To fetch multiple specific runs at once, use the OR operator:

Multiple runs
project.fetch_runs_df(
query='(`sys/id`:string = "NLI-35") OR (`sys/id`:string = "NLI-36")'
)

Name

To filter experiments by their name, use:

Exact match
project.fetch_runs_df(
query='`sys/name`:string = "cunning-blobfish"'
)
Partial match (contains substring)
project.fetch_runs_df(
query='`sys/name`:string CONTAINS "blobfish"'
)

You can also use a regular expression to match experiment names. In this case, instead of query, use the names_regex parameters:

Include experiments that match regex
specific_experiments_df = project.fetch_experiments_df(
names_regex=r"astute-.+-135"
)
Exclude experiments that match regex
specific_experiments_df = project.fetch_experiments_df(
names_exclude_regex=r"experiment-\d{2,4}"
)

Neptune uses the RE2 regular expression library.
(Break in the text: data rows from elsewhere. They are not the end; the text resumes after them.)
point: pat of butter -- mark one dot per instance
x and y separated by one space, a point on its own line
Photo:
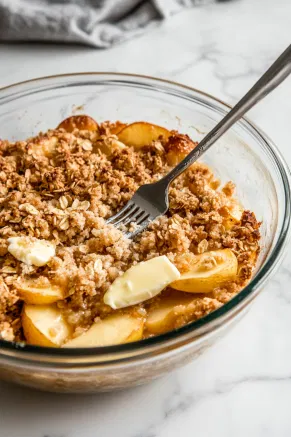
141 282
31 251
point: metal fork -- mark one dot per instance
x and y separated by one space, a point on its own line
152 200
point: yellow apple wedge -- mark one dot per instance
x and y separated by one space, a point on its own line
81 122
43 147
141 134
36 292
162 318
114 329
209 270
117 128
43 325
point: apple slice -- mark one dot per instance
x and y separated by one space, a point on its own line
43 146
81 122
114 329
141 134
141 282
43 325
209 270
39 291
162 318
118 126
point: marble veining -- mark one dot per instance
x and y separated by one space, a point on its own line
242 386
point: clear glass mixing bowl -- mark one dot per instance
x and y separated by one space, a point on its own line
244 155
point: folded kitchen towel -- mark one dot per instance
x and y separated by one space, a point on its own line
99 23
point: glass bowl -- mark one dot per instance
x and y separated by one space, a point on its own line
244 155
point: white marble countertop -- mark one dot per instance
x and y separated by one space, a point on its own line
242 386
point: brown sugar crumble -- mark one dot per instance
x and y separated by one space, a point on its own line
62 185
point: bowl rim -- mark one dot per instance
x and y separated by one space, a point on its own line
237 302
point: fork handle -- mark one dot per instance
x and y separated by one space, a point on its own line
276 74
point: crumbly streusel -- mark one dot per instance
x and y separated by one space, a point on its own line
61 186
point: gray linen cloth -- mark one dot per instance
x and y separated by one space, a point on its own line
98 23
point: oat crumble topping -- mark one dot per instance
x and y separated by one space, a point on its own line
62 185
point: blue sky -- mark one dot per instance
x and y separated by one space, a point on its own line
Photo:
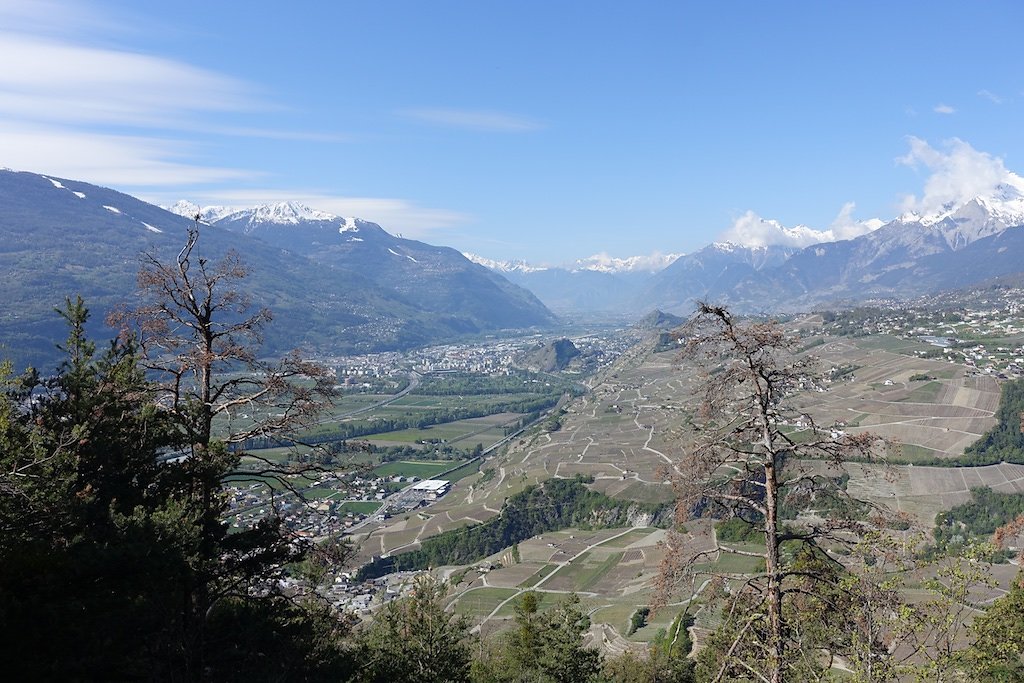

For supported regex features and limitations, see the RE2 syntax guide.

Owner

To filter by the user or service account that created the run, use:

By owner: Regular username
project.fetch_runs_df(
query='`sys/owner`:string = "jackie"'
)
By one of the workspace service accounts
project.fetch_runs_df(
query='`sys/owner`:string CONTAINS "@ml-team"'
)

In this case, the expression matches all service account names that belong to the workspace ml-team.

State

To fetch only closed runs, use:

Fetch inactive runs
project.fetch_runs_df(
query='`sys/state`:experimentState = "inactive"'
)

Failed status

If an exception occurred during the run, it's set as "Failed". In practice, it means the sys/failed attribute is set to True.

Fetch failed runs
project.fetch_runs_df(
query='`sys/failed`:bool = True'
)